Unfortunately we weren’t very lucky with the weather in the morning. Most of the glacier was covered in fog making only the front

visible and the rest, including the mountains was covered in fog. However the view in the morning was still spectacular and the occasional snowfall made it quite magical. In the afternoon the fog started to clear up, making the glacier with the surrounding mountains around it visible.

The national park build a staircase on the side of the mountain to be able to see the glacier from different viewpoints. There is also another option to view the glacier from a ‘closer’ view, by boat. Which is actually the same price as the entry ticket (AR260, or 26 euro) and because of safety reasons the cannot get really close. It make senses because the glacier is melting and a lot of ice can break off.

We didn’t think this extra option was worth it as you get just a little bit closer in comparison to the staircase not to mention being on a boat full of people for an hour.

We did end up at the docks of the boat tour as we walked the hole path down the mountain.
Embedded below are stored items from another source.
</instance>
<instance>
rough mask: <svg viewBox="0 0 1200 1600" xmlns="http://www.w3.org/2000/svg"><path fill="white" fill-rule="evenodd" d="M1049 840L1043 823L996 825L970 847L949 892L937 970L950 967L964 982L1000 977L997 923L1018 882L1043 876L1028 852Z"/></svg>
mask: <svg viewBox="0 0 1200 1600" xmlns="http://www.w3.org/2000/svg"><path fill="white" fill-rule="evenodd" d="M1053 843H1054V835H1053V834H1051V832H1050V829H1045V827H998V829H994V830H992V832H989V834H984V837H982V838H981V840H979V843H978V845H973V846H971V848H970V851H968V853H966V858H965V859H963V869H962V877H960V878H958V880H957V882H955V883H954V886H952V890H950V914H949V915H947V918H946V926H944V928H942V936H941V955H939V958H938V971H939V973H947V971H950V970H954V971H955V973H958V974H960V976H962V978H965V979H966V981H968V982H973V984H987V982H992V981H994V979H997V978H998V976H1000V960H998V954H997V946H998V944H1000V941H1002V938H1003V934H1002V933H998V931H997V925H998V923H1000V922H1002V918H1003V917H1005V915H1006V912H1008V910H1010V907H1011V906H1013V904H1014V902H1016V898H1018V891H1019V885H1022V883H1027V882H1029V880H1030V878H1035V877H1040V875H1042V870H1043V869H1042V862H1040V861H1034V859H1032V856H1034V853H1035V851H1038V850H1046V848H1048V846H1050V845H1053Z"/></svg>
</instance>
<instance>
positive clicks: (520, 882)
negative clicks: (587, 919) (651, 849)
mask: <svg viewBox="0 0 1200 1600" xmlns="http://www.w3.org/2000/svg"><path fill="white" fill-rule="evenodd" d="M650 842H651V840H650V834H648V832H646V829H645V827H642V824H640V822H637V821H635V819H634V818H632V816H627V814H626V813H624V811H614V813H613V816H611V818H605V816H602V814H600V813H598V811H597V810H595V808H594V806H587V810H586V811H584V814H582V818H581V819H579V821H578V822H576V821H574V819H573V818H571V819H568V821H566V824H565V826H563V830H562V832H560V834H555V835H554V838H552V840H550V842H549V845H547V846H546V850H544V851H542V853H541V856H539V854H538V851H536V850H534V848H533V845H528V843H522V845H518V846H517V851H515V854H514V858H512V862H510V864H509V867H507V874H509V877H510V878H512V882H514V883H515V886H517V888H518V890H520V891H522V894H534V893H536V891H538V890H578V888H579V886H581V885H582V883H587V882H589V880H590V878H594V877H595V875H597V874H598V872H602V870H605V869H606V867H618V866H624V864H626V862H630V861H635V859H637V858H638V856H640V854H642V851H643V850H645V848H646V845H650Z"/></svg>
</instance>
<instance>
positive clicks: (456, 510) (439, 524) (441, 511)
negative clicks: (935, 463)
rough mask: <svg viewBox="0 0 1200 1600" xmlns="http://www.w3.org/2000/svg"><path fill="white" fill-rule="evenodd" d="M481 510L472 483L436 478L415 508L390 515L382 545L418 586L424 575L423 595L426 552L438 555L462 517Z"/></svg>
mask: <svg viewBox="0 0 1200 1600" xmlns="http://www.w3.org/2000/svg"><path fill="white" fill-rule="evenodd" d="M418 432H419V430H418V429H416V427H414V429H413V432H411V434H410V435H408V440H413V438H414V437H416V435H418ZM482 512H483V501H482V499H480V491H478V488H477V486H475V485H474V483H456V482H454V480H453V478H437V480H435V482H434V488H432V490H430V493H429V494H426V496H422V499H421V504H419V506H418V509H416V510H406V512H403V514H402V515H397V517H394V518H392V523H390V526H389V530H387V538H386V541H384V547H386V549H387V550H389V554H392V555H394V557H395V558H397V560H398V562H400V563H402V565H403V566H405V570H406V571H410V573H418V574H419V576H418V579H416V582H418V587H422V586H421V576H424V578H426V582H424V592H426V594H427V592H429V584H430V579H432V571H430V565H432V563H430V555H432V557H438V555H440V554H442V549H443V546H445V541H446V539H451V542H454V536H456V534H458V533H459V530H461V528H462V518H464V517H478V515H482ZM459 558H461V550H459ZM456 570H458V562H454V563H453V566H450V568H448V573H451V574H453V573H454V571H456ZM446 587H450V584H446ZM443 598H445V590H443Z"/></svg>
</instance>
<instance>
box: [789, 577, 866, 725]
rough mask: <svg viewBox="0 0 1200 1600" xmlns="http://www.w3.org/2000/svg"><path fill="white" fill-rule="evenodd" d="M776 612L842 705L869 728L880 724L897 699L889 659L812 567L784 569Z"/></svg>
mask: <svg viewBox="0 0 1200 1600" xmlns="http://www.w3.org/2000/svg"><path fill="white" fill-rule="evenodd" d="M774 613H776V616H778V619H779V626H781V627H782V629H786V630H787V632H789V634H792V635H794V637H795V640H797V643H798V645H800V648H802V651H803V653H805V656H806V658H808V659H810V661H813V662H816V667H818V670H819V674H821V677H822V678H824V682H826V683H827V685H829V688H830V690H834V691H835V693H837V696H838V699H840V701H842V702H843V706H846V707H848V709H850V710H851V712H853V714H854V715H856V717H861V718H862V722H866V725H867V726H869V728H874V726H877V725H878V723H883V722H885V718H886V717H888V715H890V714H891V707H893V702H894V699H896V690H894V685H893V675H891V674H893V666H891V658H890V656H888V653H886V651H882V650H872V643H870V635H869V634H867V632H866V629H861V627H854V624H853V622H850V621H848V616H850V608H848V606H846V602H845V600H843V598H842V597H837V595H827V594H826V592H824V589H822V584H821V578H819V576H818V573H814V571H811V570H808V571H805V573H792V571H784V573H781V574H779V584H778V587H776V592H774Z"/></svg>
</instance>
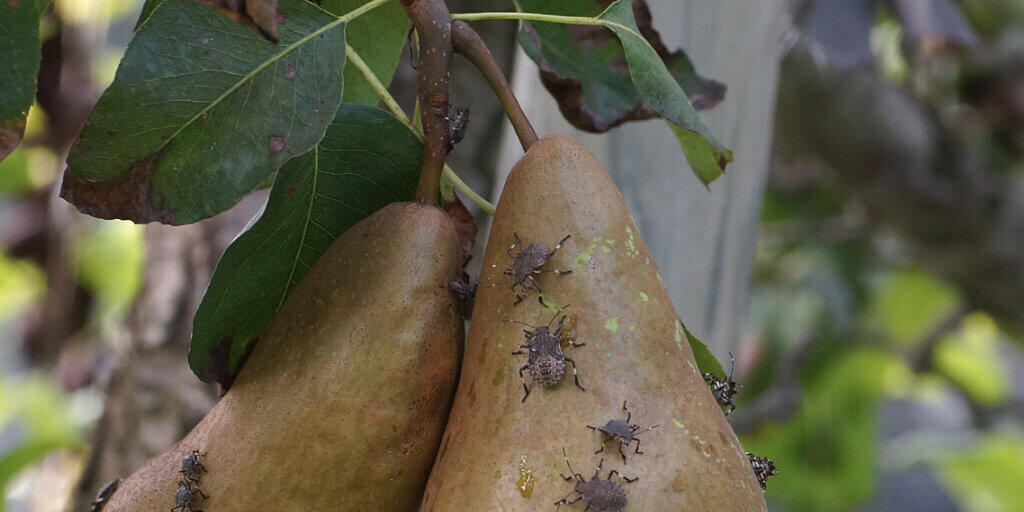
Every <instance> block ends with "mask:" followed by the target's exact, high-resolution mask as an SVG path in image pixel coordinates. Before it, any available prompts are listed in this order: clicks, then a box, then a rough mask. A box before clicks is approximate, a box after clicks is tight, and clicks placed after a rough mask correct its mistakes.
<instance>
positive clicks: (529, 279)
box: [487, 232, 572, 307]
mask: <svg viewBox="0 0 1024 512" xmlns="http://www.w3.org/2000/svg"><path fill="white" fill-rule="evenodd" d="M571 237H572V236H571V234H566V236H565V237H564V238H563V239H562V240H560V241H559V242H558V245H557V246H555V248H554V249H548V246H546V245H544V244H530V245H528V246H526V247H524V248H522V249H520V250H519V251H517V252H515V253H513V252H512V251H515V249H516V248H517V247H519V246H520V245H522V240H521V239H520V238H519V233H518V232H513V233H512V239H513V242H512V245H511V246H509V248H508V251H506V252H507V253H508V255H509V256H510V257H511V258H512V263H511V264H510V265H509V266H508V268H506V269H505V273H506V274H509V275H511V276H512V293H514V294H515V302H513V304H518V303H520V302H522V300H523V299H524V298H526V292H527V291H528V290H534V291H535V292H537V300H538V301H540V303H541V305H542V306H545V307H547V304H545V303H544V295H543V294H544V292H543V291H542V290H541V285H540V284H538V283H537V278H535V275H537V274H539V273H543V272H552V273H554V274H556V275H562V274H566V273H572V270H556V269H542V268H541V266H543V265H544V264H545V263H547V262H548V260H549V259H551V257H552V256H554V255H555V253H557V252H558V250H559V249H561V248H562V244H564V243H565V241H566V240H569V239H570V238H571ZM498 285H499V283H494V284H490V285H487V286H488V287H494V286H498ZM516 287H518V288H519V290H518V291H517V290H516Z"/></svg>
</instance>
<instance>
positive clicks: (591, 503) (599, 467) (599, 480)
mask: <svg viewBox="0 0 1024 512" xmlns="http://www.w3.org/2000/svg"><path fill="white" fill-rule="evenodd" d="M562 457H563V458H564V459H565V465H566V466H568V468H569V474H568V475H561V477H562V478H564V479H565V480H566V481H571V480H572V479H575V484H573V485H572V492H571V493H569V494H568V495H566V496H565V497H564V498H562V499H561V500H559V501H557V502H555V509H556V510H557V509H559V508H561V506H562V505H573V504H575V503H579V502H580V501H583V502H584V503H585V504H586V505H587V508H588V509H589V508H593V509H595V510H597V511H598V512H622V510H623V509H624V508H626V503H627V498H626V488H625V487H623V485H622V484H621V483H618V482H616V481H614V480H612V479H611V478H612V477H613V476H618V477H620V478H622V479H623V480H625V481H626V482H627V483H633V482H635V481H637V480H639V479H640V478H639V477H636V478H627V477H626V476H624V475H623V474H621V473H620V472H618V471H616V470H614V469H612V470H610V471H608V477H607V478H601V477H600V473H601V466H603V465H604V459H601V461H600V462H599V463H598V464H597V469H596V470H594V476H592V477H590V479H589V480H588V479H585V478H584V477H583V475H581V474H580V473H577V472H575V471H573V470H572V465H570V464H569V458H568V456H566V455H565V449H564V447H563V449H562ZM572 495H577V496H575V497H574V498H573V499H572V500H569V497H570V496H572Z"/></svg>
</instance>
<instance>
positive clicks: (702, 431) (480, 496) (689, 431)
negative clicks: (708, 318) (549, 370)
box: [422, 135, 766, 512]
mask: <svg viewBox="0 0 1024 512" xmlns="http://www.w3.org/2000/svg"><path fill="white" fill-rule="evenodd" d="M638 179H640V178H639V177H638ZM679 220H680V222H685V221H686V219H679ZM516 234H518V237H519V238H521V239H522V244H521V245H519V246H518V247H516V248H515V249H514V250H513V251H512V253H513V254H514V253H516V252H517V251H519V250H520V249H522V248H523V247H524V246H526V245H528V244H544V245H546V246H548V248H553V247H554V246H555V245H556V244H557V243H558V241H560V240H561V239H562V238H563V237H565V236H566V234H571V238H569V239H568V240H567V241H565V243H564V245H563V246H562V248H561V249H560V250H559V251H557V252H556V253H555V254H554V255H553V256H552V257H551V258H550V259H548V260H547V262H545V263H544V264H543V265H542V266H541V267H540V268H539V269H540V270H544V271H542V273H535V274H532V275H534V276H535V278H536V279H537V281H538V284H539V287H540V288H541V289H542V290H543V291H544V293H543V298H544V302H545V303H546V304H547V305H546V306H544V305H542V304H541V302H540V301H539V300H538V294H537V293H536V292H534V291H527V294H526V296H525V299H524V300H523V301H522V302H520V303H518V304H516V303H515V300H516V295H515V291H513V290H511V289H510V288H511V285H512V283H513V281H512V275H509V274H507V273H504V270H506V268H508V267H509V265H510V264H511V263H512V261H513V258H512V257H510V256H509V253H508V250H509V248H510V246H511V244H512V243H513V242H514V240H515V236H516ZM547 270H572V272H571V273H567V274H565V273H563V274H556V273H554V272H551V271H547ZM478 290H479V291H478V295H477V297H476V303H475V306H474V308H473V316H472V318H473V319H472V325H471V327H470V334H469V340H468V343H467V347H466V357H465V360H464V362H463V367H462V375H461V378H460V383H459V389H458V392H457V394H456V400H455V404H454V407H453V411H452V416H451V417H450V419H449V424H447V427H446V430H445V432H444V437H443V438H442V440H441V446H440V451H439V452H438V456H437V462H436V463H435V465H434V468H433V470H432V472H431V475H430V481H429V482H428V484H427V489H426V493H425V496H424V501H423V507H422V510H423V512H447V511H453V512H455V511H459V512H462V511H467V510H472V511H483V510H501V511H505V512H512V511H524V512H525V511H530V512H534V511H538V510H554V507H555V505H554V504H555V503H556V502H558V501H559V500H561V499H562V498H563V497H567V499H568V501H569V502H571V501H572V500H574V499H575V498H579V497H580V495H578V494H573V493H572V490H573V487H574V485H575V483H577V481H566V480H565V479H563V477H562V476H560V474H566V475H568V474H569V470H568V468H567V467H566V463H565V460H564V459H563V457H562V450H563V447H564V450H565V453H566V454H567V455H568V460H569V462H570V463H571V465H572V469H573V470H574V471H575V472H578V473H581V474H582V475H583V477H584V478H585V479H587V480H589V479H590V478H591V477H593V475H594V472H595V469H596V468H597V466H598V464H599V463H600V461H601V460H602V459H603V467H602V469H601V473H600V477H601V478H606V477H607V476H608V472H609V471H610V470H612V469H613V470H616V471H617V472H618V473H621V474H622V475H625V476H627V477H629V478H631V479H632V478H639V480H636V481H634V482H632V483H629V482H625V481H624V480H622V479H621V478H618V477H617V476H613V477H612V479H613V480H614V481H615V482H616V484H618V485H621V486H622V488H623V489H624V490H625V492H626V506H625V508H616V507H617V506H615V505H608V506H607V507H606V508H601V507H600V506H596V505H595V506H594V508H596V509H598V510H607V511H618V510H626V511H644V512H657V511H693V512H714V511H722V512H737V511H760V510H765V509H766V507H765V502H764V499H763V497H762V492H761V488H760V486H759V485H758V482H757V480H756V479H755V476H754V473H753V472H752V470H751V466H750V463H749V462H748V459H746V457H745V454H744V452H743V449H742V446H740V444H739V441H738V440H737V439H736V436H735V434H734V433H733V431H732V429H731V428H730V427H729V424H728V423H727V421H726V419H725V416H724V415H723V413H722V410H721V409H720V408H719V406H718V404H717V403H716V401H715V398H714V397H713V396H712V394H711V392H710V391H709V389H708V386H707V384H706V383H705V381H703V379H702V378H701V375H700V372H699V371H698V369H697V366H696V364H695V361H694V358H693V354H692V352H691V350H690V346H689V344H688V343H687V340H686V336H685V333H684V331H683V326H682V324H681V323H680V321H679V318H678V316H677V315H676V311H675V309H674V308H673V306H672V303H671V302H670V300H669V296H668V294H667V293H666V290H665V287H664V285H663V283H662V279H660V276H659V275H658V272H657V268H656V267H655V266H654V262H653V261H651V258H650V255H649V254H648V252H647V248H646V247H645V246H644V242H643V240H642V239H641V238H640V233H639V231H638V230H637V226H636V224H635V223H634V221H633V219H632V217H631V216H630V212H629V210H628V208H627V207H626V203H625V202H624V200H623V198H622V196H621V195H620V193H618V189H617V188H616V187H615V184H614V183H613V182H612V181H611V178H610V177H609V176H608V174H607V172H606V171H605V170H604V168H603V167H602V166H601V164H600V163H599V162H598V161H597V159H596V158H595V157H594V156H593V155H592V154H591V153H590V152H589V151H587V148H586V147H585V146H584V145H583V144H581V143H580V142H578V141H575V140H573V139H572V138H570V137H567V136H565V135H552V136H549V137H545V138H544V139H542V140H541V141H539V142H538V143H537V144H535V145H534V146H532V147H530V150H529V151H528V152H527V153H526V155H525V156H524V157H523V158H522V159H521V160H520V161H519V162H518V163H517V164H516V165H515V167H514V168H513V169H512V172H511V174H510V175H509V177H508V180H507V181H506V182H505V188H504V190H503V193H502V198H501V202H500V203H499V205H498V210H497V212H496V213H495V217H494V224H493V226H492V229H490V236H489V240H488V243H487V247H486V252H485V254H484V259H483V271H482V273H481V276H480V285H479V289H478ZM516 290H518V287H517V288H516ZM561 307H565V310H564V314H567V315H568V316H567V318H566V321H565V322H564V324H563V326H570V325H571V324H572V323H573V317H574V324H575V327H574V329H575V332H577V333H575V334H577V336H575V341H574V342H575V343H578V344H579V343H586V345H584V346H579V347H573V346H570V345H568V344H564V347H563V350H564V355H565V356H567V357H571V358H572V359H573V360H574V361H575V366H577V367H578V369H579V377H580V382H581V384H582V386H583V387H584V388H586V390H581V389H580V388H579V387H577V386H575V385H574V383H573V378H572V377H573V376H572V373H571V368H572V365H570V364H567V365H566V368H565V375H564V377H562V378H561V381H560V382H559V383H557V384H555V385H553V386H550V387H542V386H541V385H540V384H531V381H530V377H529V373H528V371H527V372H524V373H523V376H524V377H523V379H521V378H520V376H519V369H520V368H521V367H522V366H523V365H524V364H525V362H526V360H527V355H526V354H519V355H516V354H512V353H511V352H512V351H514V350H517V349H519V348H520V345H522V344H525V343H527V340H526V338H525V337H524V334H523V329H524V328H523V326H521V325H518V324H515V323H511V322H510V321H516V322H523V323H527V324H530V325H532V326H545V325H549V323H550V325H551V326H552V331H554V330H555V329H557V325H558V322H559V319H558V318H555V319H554V322H551V321H552V318H553V315H554V313H555V311H556V310H557V309H558V308H561ZM563 329H568V328H567V327H565V328H563ZM527 330H528V328H527ZM567 334H568V333H567V332H566V331H563V333H562V335H563V337H564V338H569V336H567ZM523 350H524V351H527V349H523ZM523 382H525V383H526V384H527V385H531V386H532V387H531V388H530V391H529V395H528V396H527V398H526V399H525V401H522V397H523V394H524V393H523V386H522V384H523ZM624 401H626V402H628V407H629V411H630V412H631V414H632V416H631V420H630V423H631V424H635V425H639V427H640V429H638V430H637V432H638V433H639V432H641V431H642V429H645V428H647V427H651V426H654V425H658V427H657V428H654V429H652V430H647V431H643V432H642V433H640V435H639V438H640V439H641V441H642V444H641V450H640V452H642V455H641V454H636V453H635V450H636V444H635V442H634V443H633V444H632V445H631V446H629V447H624V449H623V453H624V454H625V455H626V458H627V460H626V462H625V463H624V461H623V458H622V457H621V456H620V453H618V444H617V442H615V441H613V440H608V441H607V442H606V444H605V447H604V451H603V452H602V453H600V454H595V451H597V450H598V449H599V447H600V446H601V445H602V434H601V433H600V432H598V431H596V430H592V429H589V428H587V426H588V425H591V426H595V427H603V426H604V425H605V424H606V423H607V422H608V421H609V420H625V419H626V412H625V411H623V402H624ZM588 500H590V504H591V505H594V502H595V501H596V500H597V498H595V497H594V496H593V495H592V496H591V497H590V498H589V499H588V498H586V497H585V499H584V500H581V501H579V502H577V503H575V504H573V505H568V504H564V505H561V510H562V511H563V512H564V511H567V510H584V509H585V507H586V505H587V504H588ZM598 505H601V504H598Z"/></svg>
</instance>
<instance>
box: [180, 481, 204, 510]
mask: <svg viewBox="0 0 1024 512" xmlns="http://www.w3.org/2000/svg"><path fill="white" fill-rule="evenodd" d="M194 487H195V488H194ZM196 495H199V496H202V497H203V499H207V498H209V497H208V496H206V494H204V493H203V492H202V490H200V488H199V486H198V485H196V484H194V483H190V482H188V481H185V480H180V481H179V482H178V489H177V490H175V492H174V507H172V508H171V512H174V511H180V512H203V511H202V510H198V509H194V508H193V505H191V502H193V500H195V499H196Z"/></svg>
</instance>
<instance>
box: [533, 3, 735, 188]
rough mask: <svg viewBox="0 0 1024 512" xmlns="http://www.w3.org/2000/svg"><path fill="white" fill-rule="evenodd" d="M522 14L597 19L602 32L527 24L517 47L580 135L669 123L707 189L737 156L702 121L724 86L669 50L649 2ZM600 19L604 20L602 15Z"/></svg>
mask: <svg viewBox="0 0 1024 512" xmlns="http://www.w3.org/2000/svg"><path fill="white" fill-rule="evenodd" d="M517 5H518V6H519V9H520V10H522V11H524V12H539V13H545V14H561V15H573V16H595V15H596V16H597V19H598V20H600V22H601V23H602V24H603V26H566V25H560V24H552V23H534V22H529V23H524V24H523V25H522V29H521V30H520V33H519V44H520V45H521V46H522V48H523V50H524V51H525V52H526V54H527V55H529V56H530V58H532V59H534V61H535V62H537V63H538V66H539V67H540V69H541V79H542V81H543V82H544V85H545V86H546V87H547V88H548V90H549V91H550V92H551V94H552V95H553V96H554V97H555V99H556V100H557V101H558V106H559V109H560V110H561V112H562V115H564V116H565V118H566V119H567V120H568V121H569V122H570V123H572V125H573V126H575V127H577V128H580V129H583V130H588V131H596V132H603V131H606V130H609V129H611V128H613V127H615V126H618V125H620V124H622V123H624V122H627V121H636V120H642V119H651V118H656V117H662V118H665V120H666V121H668V122H669V124H670V128H671V129H672V130H673V133H675V134H676V136H677V138H678V139H679V142H680V145H682V148H683V153H684V155H685V156H686V159H687V161H688V162H689V164H690V167H691V168H692V170H693V172H694V174H696V175H697V177H698V178H700V180H701V181H703V182H705V184H708V183H710V182H711V181H713V180H715V178H717V177H718V176H720V175H721V174H722V172H723V171H724V170H725V166H726V164H727V163H728V162H731V161H732V153H731V152H730V151H729V150H727V148H726V147H725V146H724V145H723V144H722V143H721V142H719V141H718V140H716V138H715V137H714V135H713V134H712V133H711V131H710V130H709V129H708V127H707V126H705V124H703V122H702V121H700V118H699V116H698V115H697V113H696V110H703V109H710V108H712V106H714V105H716V104H718V102H719V101H721V100H722V98H723V97H724V95H725V86H724V85H722V84H720V83H718V82H715V81H713V80H709V79H706V78H703V77H701V76H699V75H697V74H696V71H695V69H694V67H693V63H692V62H691V61H690V60H689V58H688V57H687V56H686V54H685V53H684V52H683V51H682V50H676V51H670V50H669V49H668V47H667V46H666V45H665V43H664V42H663V41H662V38H660V36H659V35H658V34H657V32H656V31H655V30H654V29H653V28H652V26H651V14H650V10H649V9H648V8H647V4H646V3H645V2H644V1H643V0H637V1H635V2H634V1H631V0H618V1H615V2H609V1H607V0H557V1H554V0H520V1H519V2H517ZM598 14H599V15H598Z"/></svg>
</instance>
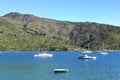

This was at the foot of the mountain/hill whatever you want to call it and buses would pick people up from below and top to transfer people. We asked the drivers of the buses to take us back up the mountain however nobody wanted to take us as they where private tours. Side note, the bus was almost empty with a lot of free seats and they were going up the mountain anyway to pick up people. Even the regular buses didn’t want to take us as we didn’t had a boat ticket, we had to walk up ourselves. One of the bus drivers even said he wasn’t going up and after walking back up we spotted the same guy driving down. We didn’t understand the problem of taking 3 guys with you on a bus as the bus was empty and he was going up. Anyways Timon was a little annoyed, and so were we but Timon decided to show his middle finger to the bus driver that ‘lied’ to us and that guy went crazy. He drove his bus backwards on a very steep mountain road and started to curse to us in Spanish, crazy latino’s haha. I feel that guys in latin america have a very short temper, although I don’t want to generalize we experienced other stuff as wel, what do you think? Any experiences with this?

It was an impressive day with sounds of cracking ice and amazing views that I always wanted to experience in my life. Seeing big pieces of ice fall into the water was quite impressive sight to see and a very unique experience. Seeing the colors of the glacier, so blue, pictures below don’t do enough justice in my opinion. I highly recommend to visit this spectacular place if you decide to visit the Patagonia in South America.